Do images and symbols combine to form significant patterns of meaning (e.g.
food and eating in Margaret Atwood’s novel The Edible Woman)?
Connecting textual features to discover theme:
If the novel or story belongs to a particular genre (kind) of fiction, in what way does it conform to and depart from the conventions of the genre?
How does the narrative structure of the novel or story help to reveal character?
How does setting contribute to characterization and narrative structure? Are particular events or particular characters associated with particular places?
How do the elements of style (diction, image, and symbol, and sentence structure) help to portray action, setting, and character?
How do action, setting, characterization, style, point of view, and tone combine to convey the theme of the novel or story?
What is this theme?
What do they mean by Significance anyway?
Significance means that an individual component or part adds to the progression of another part and / or the entire work in some way.
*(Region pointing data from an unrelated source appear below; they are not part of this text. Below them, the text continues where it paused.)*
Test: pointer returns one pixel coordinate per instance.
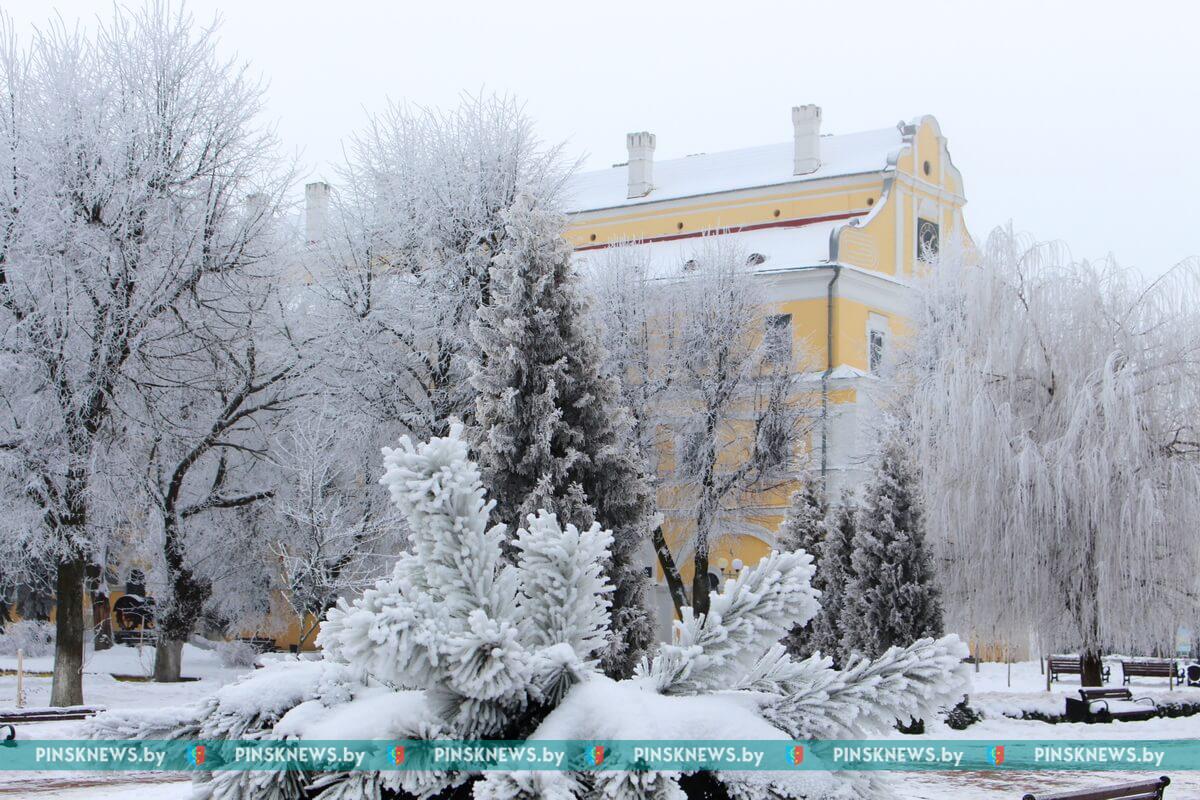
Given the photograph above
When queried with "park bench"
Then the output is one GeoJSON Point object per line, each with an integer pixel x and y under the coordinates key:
{"type": "Point", "coordinates": [1149, 668]}
{"type": "Point", "coordinates": [48, 714]}
{"type": "Point", "coordinates": [135, 637]}
{"type": "Point", "coordinates": [1069, 666]}
{"type": "Point", "coordinates": [261, 643]}
{"type": "Point", "coordinates": [1137, 791]}
{"type": "Point", "coordinates": [1109, 704]}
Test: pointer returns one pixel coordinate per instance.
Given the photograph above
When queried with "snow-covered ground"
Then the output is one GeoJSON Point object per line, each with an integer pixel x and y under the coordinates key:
{"type": "Point", "coordinates": [990, 691]}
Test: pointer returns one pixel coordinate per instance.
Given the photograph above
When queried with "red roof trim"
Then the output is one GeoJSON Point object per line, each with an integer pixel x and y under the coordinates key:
{"type": "Point", "coordinates": [737, 229]}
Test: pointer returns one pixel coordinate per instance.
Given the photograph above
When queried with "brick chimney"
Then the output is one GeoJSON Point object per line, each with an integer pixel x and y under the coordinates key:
{"type": "Point", "coordinates": [641, 163]}
{"type": "Point", "coordinates": [807, 125]}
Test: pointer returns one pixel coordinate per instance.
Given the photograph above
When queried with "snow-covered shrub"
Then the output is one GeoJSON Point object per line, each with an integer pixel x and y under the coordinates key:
{"type": "Point", "coordinates": [457, 643]}
{"type": "Point", "coordinates": [33, 637]}
{"type": "Point", "coordinates": [237, 654]}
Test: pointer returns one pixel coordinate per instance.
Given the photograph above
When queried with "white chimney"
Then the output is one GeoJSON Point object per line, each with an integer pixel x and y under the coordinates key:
{"type": "Point", "coordinates": [807, 124]}
{"type": "Point", "coordinates": [257, 206]}
{"type": "Point", "coordinates": [316, 217]}
{"type": "Point", "coordinates": [641, 163]}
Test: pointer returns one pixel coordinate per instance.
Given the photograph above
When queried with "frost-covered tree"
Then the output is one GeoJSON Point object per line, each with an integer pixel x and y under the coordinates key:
{"type": "Point", "coordinates": [127, 152]}
{"type": "Point", "coordinates": [804, 529]}
{"type": "Point", "coordinates": [459, 643]}
{"type": "Point", "coordinates": [406, 264]}
{"type": "Point", "coordinates": [552, 432]}
{"type": "Point", "coordinates": [828, 630]}
{"type": "Point", "coordinates": [705, 372]}
{"type": "Point", "coordinates": [892, 597]}
{"type": "Point", "coordinates": [1054, 410]}
{"type": "Point", "coordinates": [220, 385]}
{"type": "Point", "coordinates": [328, 534]}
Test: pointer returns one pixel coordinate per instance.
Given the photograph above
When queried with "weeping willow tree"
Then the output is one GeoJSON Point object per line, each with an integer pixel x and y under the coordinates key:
{"type": "Point", "coordinates": [1055, 409]}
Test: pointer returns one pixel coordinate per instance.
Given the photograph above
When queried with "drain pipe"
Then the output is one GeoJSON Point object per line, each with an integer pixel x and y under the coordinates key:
{"type": "Point", "coordinates": [831, 289]}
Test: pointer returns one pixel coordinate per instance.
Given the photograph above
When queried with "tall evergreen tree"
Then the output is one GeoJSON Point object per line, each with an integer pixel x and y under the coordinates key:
{"type": "Point", "coordinates": [829, 627]}
{"type": "Point", "coordinates": [804, 529]}
{"type": "Point", "coordinates": [893, 599]}
{"type": "Point", "coordinates": [552, 433]}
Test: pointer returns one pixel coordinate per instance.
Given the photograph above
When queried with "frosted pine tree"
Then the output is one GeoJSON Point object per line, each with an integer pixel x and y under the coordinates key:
{"type": "Point", "coordinates": [893, 599]}
{"type": "Point", "coordinates": [553, 434]}
{"type": "Point", "coordinates": [461, 644]}
{"type": "Point", "coordinates": [829, 626]}
{"type": "Point", "coordinates": [804, 529]}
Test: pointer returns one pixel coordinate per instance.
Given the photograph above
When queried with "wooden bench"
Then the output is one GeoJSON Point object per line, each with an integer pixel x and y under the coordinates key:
{"type": "Point", "coordinates": [261, 643]}
{"type": "Point", "coordinates": [136, 636]}
{"type": "Point", "coordinates": [1138, 791]}
{"type": "Point", "coordinates": [49, 714]}
{"type": "Point", "coordinates": [1109, 704]}
{"type": "Point", "coordinates": [1149, 668]}
{"type": "Point", "coordinates": [1071, 666]}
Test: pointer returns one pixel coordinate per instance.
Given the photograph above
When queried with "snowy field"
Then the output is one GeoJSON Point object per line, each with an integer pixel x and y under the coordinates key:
{"type": "Point", "coordinates": [990, 692]}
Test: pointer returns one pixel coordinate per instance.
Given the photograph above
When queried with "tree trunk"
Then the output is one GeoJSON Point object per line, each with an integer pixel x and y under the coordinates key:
{"type": "Point", "coordinates": [670, 570]}
{"type": "Point", "coordinates": [102, 623]}
{"type": "Point", "coordinates": [700, 582]}
{"type": "Point", "coordinates": [184, 605]}
{"type": "Point", "coordinates": [1093, 668]}
{"type": "Point", "coordinates": [168, 660]}
{"type": "Point", "coordinates": [66, 687]}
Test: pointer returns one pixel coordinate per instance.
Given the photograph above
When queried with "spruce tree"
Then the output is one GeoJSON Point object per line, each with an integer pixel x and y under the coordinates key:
{"type": "Point", "coordinates": [552, 433]}
{"type": "Point", "coordinates": [828, 629]}
{"type": "Point", "coordinates": [893, 599]}
{"type": "Point", "coordinates": [804, 529]}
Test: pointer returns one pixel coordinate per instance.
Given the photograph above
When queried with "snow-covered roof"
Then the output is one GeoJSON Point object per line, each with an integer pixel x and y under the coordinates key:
{"type": "Point", "coordinates": [781, 248]}
{"type": "Point", "coordinates": [771, 164]}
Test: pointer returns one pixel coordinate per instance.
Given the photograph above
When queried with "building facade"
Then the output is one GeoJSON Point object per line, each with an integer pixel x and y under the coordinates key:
{"type": "Point", "coordinates": [835, 227]}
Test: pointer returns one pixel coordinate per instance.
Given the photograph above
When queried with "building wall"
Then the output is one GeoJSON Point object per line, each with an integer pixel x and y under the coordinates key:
{"type": "Point", "coordinates": [877, 251]}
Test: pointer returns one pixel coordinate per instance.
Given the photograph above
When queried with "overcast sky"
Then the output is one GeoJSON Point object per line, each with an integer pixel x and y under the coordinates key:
{"type": "Point", "coordinates": [1075, 120]}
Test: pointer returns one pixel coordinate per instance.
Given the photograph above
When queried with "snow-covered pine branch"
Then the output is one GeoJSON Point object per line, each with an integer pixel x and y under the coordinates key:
{"type": "Point", "coordinates": [804, 528]}
{"type": "Point", "coordinates": [867, 696]}
{"type": "Point", "coordinates": [453, 618]}
{"type": "Point", "coordinates": [749, 615]}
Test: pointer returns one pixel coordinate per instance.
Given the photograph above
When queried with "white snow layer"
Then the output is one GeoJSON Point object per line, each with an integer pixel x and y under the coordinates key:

These components may be:
Characterization Mood
Setting Plot
Symbols or Imagery Theme
When looking for significant parts or scenes of any work, consider whether:
- the scene advances or complicates the plot.
- the scene shows character revelation or development.
- the scene reinforces an atmosphere or mood.
- the scene contains irony or dramatic irony (What’s that?!).
- the scene contains foreshadowing (of some future event – obviously!).
- the scene contains imagery (which underlines a theme of the play, novel).
- the scene contains suspense.
- the scene contains contrast.
- the scene contains parallelism for emphasis
- the scene arouses pathos (sympathy for a character).
Note: it is unlikely that a scene will do all of these.